Assistant manager Callan Anderson says although the distillery mostly makes alcoholic beverages, the owners recognized there was a need to serve another constituency.
"We wanted to make sure that we weren’t just going to be offering people, ‘Here’s some fruit juice in a cup, or here’s a Coca-Cola.’ You know, that’s boring. Make it exciting for people because there’s lots of reasons why people don’t drink," Anderson says.
Patent 5’s six-item menu ranges from a standard cola to the unique Not Rosé, which mimics the look and feel of rosé wine.
"I feel like Winnipeg is thirsty for something different," she says. "And it definitely feels like Winnipeg is on the cusp of a move forward and creativity."
Other bartenders say they attempt to create low- or no-alcohol cocktails with a completely new vision in mind.
Josey Krahn operates Winnipeg-based Tiny Bar, which hosts bar services, private events and cocktail education. He has also collaborated with entrepreneurs in the city.
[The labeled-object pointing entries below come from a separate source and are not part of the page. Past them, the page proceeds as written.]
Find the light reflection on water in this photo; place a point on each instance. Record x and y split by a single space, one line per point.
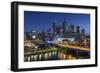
54 55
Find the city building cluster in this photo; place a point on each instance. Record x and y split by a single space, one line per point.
60 34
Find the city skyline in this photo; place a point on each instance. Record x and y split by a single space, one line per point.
43 20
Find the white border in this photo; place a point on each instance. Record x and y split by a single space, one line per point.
22 64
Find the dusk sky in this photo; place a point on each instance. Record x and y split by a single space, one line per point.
43 20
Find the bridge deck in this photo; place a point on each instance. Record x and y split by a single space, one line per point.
76 47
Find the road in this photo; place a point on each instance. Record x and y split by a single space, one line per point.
75 47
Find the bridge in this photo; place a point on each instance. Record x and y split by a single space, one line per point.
75 47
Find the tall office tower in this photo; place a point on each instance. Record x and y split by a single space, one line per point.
64 28
53 28
72 28
83 33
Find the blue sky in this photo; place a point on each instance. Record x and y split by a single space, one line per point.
43 20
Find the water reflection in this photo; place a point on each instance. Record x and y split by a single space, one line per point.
57 55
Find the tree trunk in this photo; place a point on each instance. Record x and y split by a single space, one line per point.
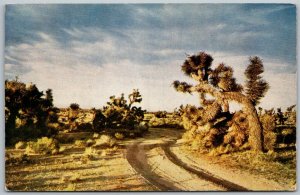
255 129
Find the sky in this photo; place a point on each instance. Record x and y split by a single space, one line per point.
86 53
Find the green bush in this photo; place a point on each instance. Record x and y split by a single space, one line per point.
29 113
43 145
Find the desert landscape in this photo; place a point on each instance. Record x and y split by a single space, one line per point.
108 105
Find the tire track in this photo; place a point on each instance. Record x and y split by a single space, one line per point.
137 159
200 172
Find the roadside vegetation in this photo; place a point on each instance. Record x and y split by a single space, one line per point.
252 138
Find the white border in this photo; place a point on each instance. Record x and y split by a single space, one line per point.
2 119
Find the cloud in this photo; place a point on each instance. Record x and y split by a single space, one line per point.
86 53
89 71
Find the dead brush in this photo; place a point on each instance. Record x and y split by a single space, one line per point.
20 145
17 159
90 153
268 122
105 141
43 145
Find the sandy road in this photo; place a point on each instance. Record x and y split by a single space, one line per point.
157 164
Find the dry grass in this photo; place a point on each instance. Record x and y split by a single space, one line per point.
67 172
20 145
43 145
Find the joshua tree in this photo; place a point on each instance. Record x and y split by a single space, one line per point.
221 85
120 113
73 115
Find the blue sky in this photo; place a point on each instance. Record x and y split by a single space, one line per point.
86 53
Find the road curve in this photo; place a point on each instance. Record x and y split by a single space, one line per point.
136 156
201 173
137 159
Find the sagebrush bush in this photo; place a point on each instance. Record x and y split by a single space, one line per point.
105 141
80 143
17 159
29 113
43 145
119 136
268 122
20 145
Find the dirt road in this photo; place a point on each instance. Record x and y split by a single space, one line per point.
152 163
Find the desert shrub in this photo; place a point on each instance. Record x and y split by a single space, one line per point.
20 145
268 122
80 143
119 113
119 136
17 159
90 153
105 141
43 145
160 114
89 142
165 122
29 112
84 127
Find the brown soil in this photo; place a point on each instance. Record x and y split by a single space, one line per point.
141 164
"If you take a minute to think about what a drink could possibly be and then offer it to somebody, not as a ho-hum throwaway alternative to alcohol... then that person gets that same experience that everyone is looking for at a bar or restaurant, which is escape, celebration, something special, something that is not easily duplicated at home," Krahn says.
Krahn and chef Ben Kramer are joining forces again for their second multi-course dinner paired with non-alcoholic cocktails. The first edition was in May at the Times Change(d) High and Lonesome Club. Krahn says the next event will be hosted on a rooftop, but the exact location will remain unknown to ticket holders until closer to the dinner, scheduled for next month.
"We kind of overlooked the fact that that (a bar) might be a prohibitive environment for people who maybe aren’t drinking because of recovery or addiction issues and being triggered by sitting at a bar was not kind of within their wheelhouse," he says.
More recently, Krahn hosted a pop-up event at The Forks crafting lavender-and-rose fizzes and sage-and-lemon Collins. The booze-free drinks priced out at about $7.50 after tax and Krahn said people didn’t seem too concerned about the cost.
"I think that people should pay for quality. Whether that quality has alcohol in it or doesn’t have alcohol in it, if it’s quality, it has value. And often the people that are trying to put this quality product in front of you put in a lot of effort," he says.
Krahn says it’s challenging to create flavours without relying on familiar favourites.
"When you are making cocktails that have gin or whiskey in it, you kind of rely on that one-and-a- half or two ounces of gin or whatever to create the base flavour of the drink. Not so with zero-(alcohol by volume) cocktails," he explains.
"You definitely need to put in the effort and say, ‘OK, how is this going to work? How am I going to get a drink that is worthy of calling itself a drink without just adding a bunch of different sugars?’"
It appears to be last call for Shirley Temples and run-of-the-mill sodas.